Tiger Rewind: Miami Game Analysis

The Tiger defense set the tone early and the run game was working as the Tigers rolled Miami of Ohio

On a brilliant Saturday afternoon on Faurot Field, the #24 Missouri Tigers (4-0) ran over the visiting Miami (OH) Redhawks (2-2) by the final score of 51-13.

Missouri got its rushing game untracked, with 236 yards and 5 TDs on the ground on 38 rushing attempts (6.2 yds./carry). Actually, Missouri rushed the ball even better than that. Those numbers include several attempts by James Franklin, who ran four QB sneaks in a row late in the game, and 9 rushing attempts for 20 yards by Blaine Gabbert. The four Missouri TBs rushed for 204 yards on 21 carries for an average of 9.7 yds./carry.

The Missouri defense forced three turnovers, scored a TD, and held the visitors to a paltry 2.1 yards per carry on the ground. Miami (OH) racked up 98 of their 316 yards of total offense, 6 of their 19 first downs, and scored their lone TD, in the fourth quarter against Missouri's back-ups, long after the outcome of this game was in doubt.

Missouri took control of this game from the outset, when Carl Gettis scooped up a fumble on Miami's (OH) first play from scrimmage, and raced into the end zone to put Missouri up 7-0 with 14:52 remaining in the first quarter. Missouri closed out the first period with a 21-0 lead, and began to substitute liberally during the third quarter. Sixty-three players saw game action for the Tigers on Saturday. Coach Pinkel reflected on his team's win.

"I thought we did a lot of good things on both sides of the ball," said Coach Pinkel. "Because of the score, we got to play a lot of players. That's a plus. I was disappointed in the penalties, and in the errors in the kicking game. There's some things to work on, and get better at, but I thought overall, it was a good game."

Missouri's offensive line enjoyed a great day, often opening gaping holes that allowed the Missouri TBs to get into the secondary untouched. Ten offensive linemen played for Missouri, including walk-ons Kirk Lakebrink and Max Copeland. Miami (OH) Head Coach Mike Haywood praised Missouri Offensive Coordinator, David Yost, for his play calling, and his willingness to run the football. Coach Pinkel talked about the value of a balanced offensive attack.

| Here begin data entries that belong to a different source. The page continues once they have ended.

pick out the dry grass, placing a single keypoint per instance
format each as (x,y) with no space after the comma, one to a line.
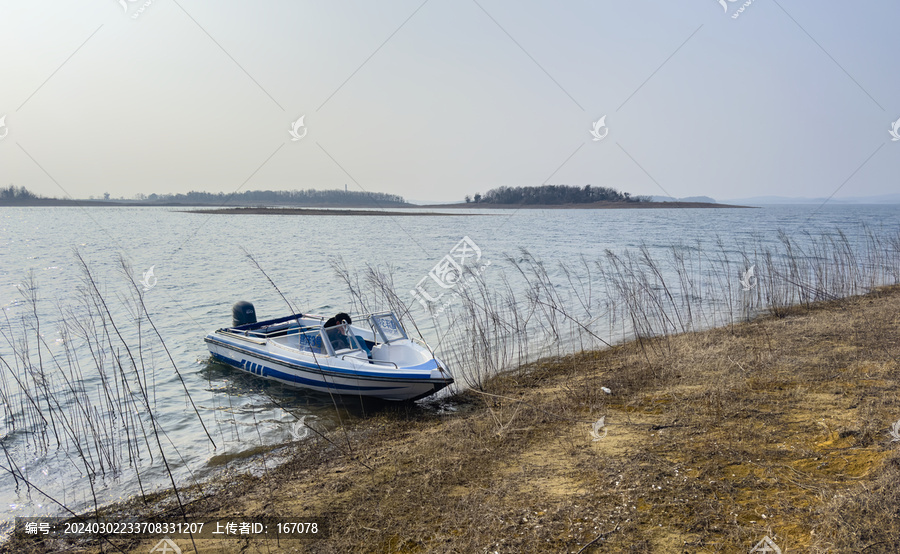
(775,427)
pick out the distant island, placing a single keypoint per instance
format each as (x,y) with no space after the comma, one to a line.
(264,201)
(554,194)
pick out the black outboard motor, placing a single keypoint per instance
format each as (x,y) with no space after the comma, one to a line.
(242,313)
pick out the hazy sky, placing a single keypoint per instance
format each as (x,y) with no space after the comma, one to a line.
(438,99)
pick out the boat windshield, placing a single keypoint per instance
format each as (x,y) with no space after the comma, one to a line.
(341,338)
(388,326)
(311,341)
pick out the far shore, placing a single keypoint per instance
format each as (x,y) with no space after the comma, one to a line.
(361,209)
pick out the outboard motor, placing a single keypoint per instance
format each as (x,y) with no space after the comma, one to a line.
(242,313)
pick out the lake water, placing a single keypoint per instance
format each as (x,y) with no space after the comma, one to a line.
(200,269)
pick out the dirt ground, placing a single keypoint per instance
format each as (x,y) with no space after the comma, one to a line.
(712,442)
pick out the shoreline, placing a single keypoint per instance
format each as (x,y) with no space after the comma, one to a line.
(365,209)
(713,439)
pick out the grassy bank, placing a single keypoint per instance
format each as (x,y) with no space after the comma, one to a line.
(713,440)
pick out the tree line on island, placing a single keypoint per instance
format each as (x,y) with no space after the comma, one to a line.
(545,194)
(12,195)
(554,194)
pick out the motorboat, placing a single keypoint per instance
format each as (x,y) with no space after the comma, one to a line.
(373,357)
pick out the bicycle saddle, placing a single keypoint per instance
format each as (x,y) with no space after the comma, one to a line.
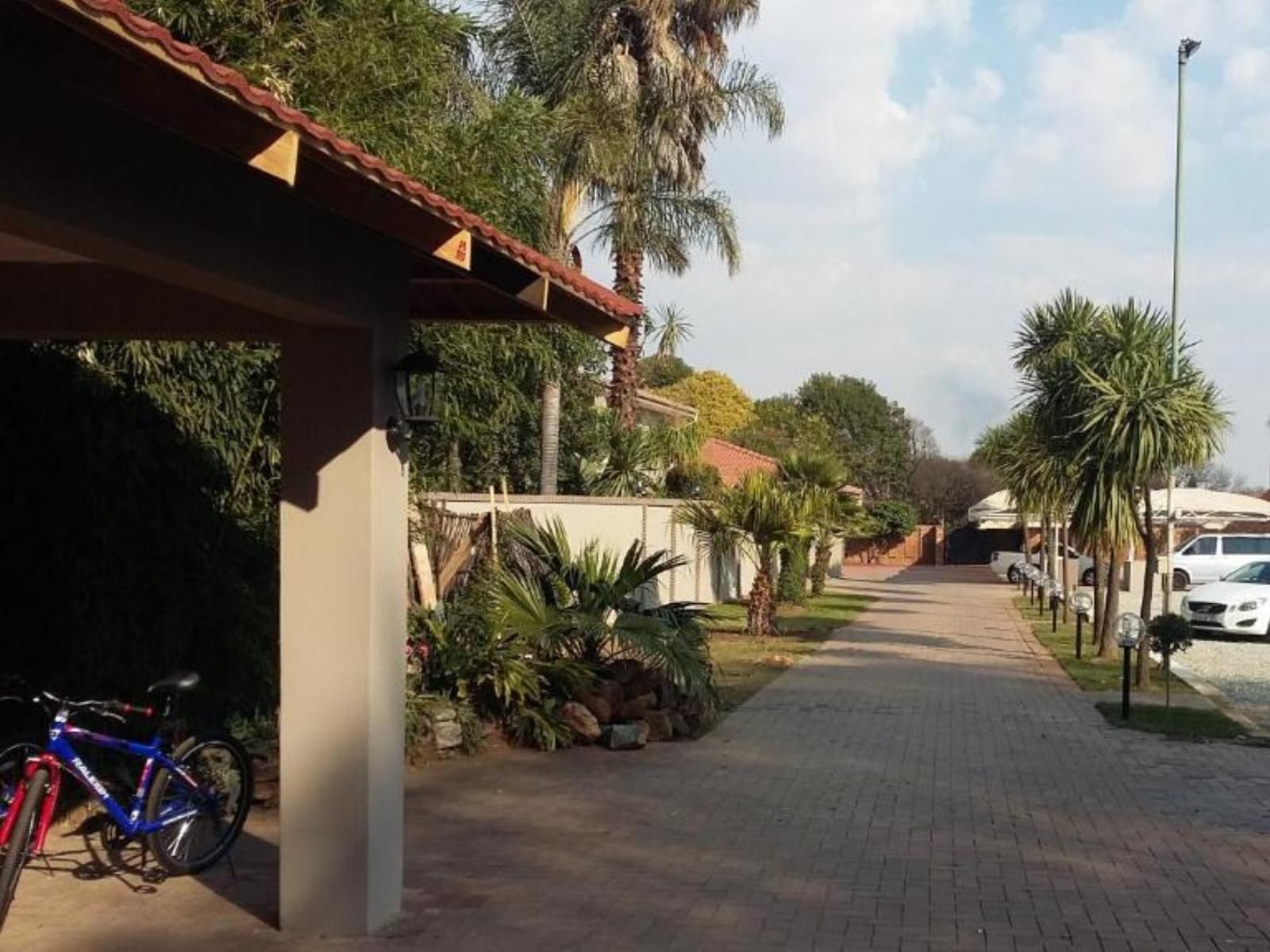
(175,683)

"The better that you can run the ball in the spread offense," explained Coach Pinkel, "the better the offense works."

Several defenders played very well for Missouri, including defensive MVP, junior safety Kenji Jackson. Jackson seemed to be around the ball all day, and delivered a number of crunching hits among his team-leading 13 tackles. He was in on the fumble-causing hit on the game's first play from scrimmage, and knocked the ball out at least one other time, as well.

Brad Madison and Michael Sam alternated snaps at DE in place of Aldon Smith, and each turned in big plays. Zaviar Gooden bounced back from a sub-par game against San Diego State, and collected 7 tackles, and a fumble recovery. He also performed well defending the pass. In fact, the entire number one defense played very well, and that was without three starters, including the All-American candidate, Aldon Smith. All of the injured players should be back for the Colorado game, although the timing of Smith's return is less certain.

Blaine Gabbert completed 15 of 21 passes for 187 yards and 1 TD, against 1 INT. He took a sack, and forced a few throws. Gabbert found Wes Kemp 3 times, including the 33 yard TD reception. The rest of his completions were to the inside receivers, so it was good to see him hook up with Kemp on the outside. Coach Pinkel indicated that an emphasis going forward will be to try to get the ball down field more in the passing game, to help to stretch the field, and open up the running game.

Gabbert appears to be staying locked onto his inside receivers, which are usually his first two reads in the progression. The opposition knows it, and perhaps more importantly, so does the Missouri coaching staff. On the TD to Kemp, Wes was the primary receiver, following a run fake. It looked to me like that play call was part of their half-time adjustments, designed to take advantage of what was observed during the first half.

Franklin's first pass attempt was a 27 yard completion on the outside to Brandon Gerau. Without looking at the replay, I can't say whether Gerau was the primary receiver on that play, or if Franklin got to Gerau in reading the progressions.

This is unquestionably something that Blaine Gabbert is going to have to improve upon if the Tigers are going to realize their full potential, but I also think that if the Tigers can continue to have success in their running game, then the coaching staff can make the offense work, utilizing what Gabbert does do well.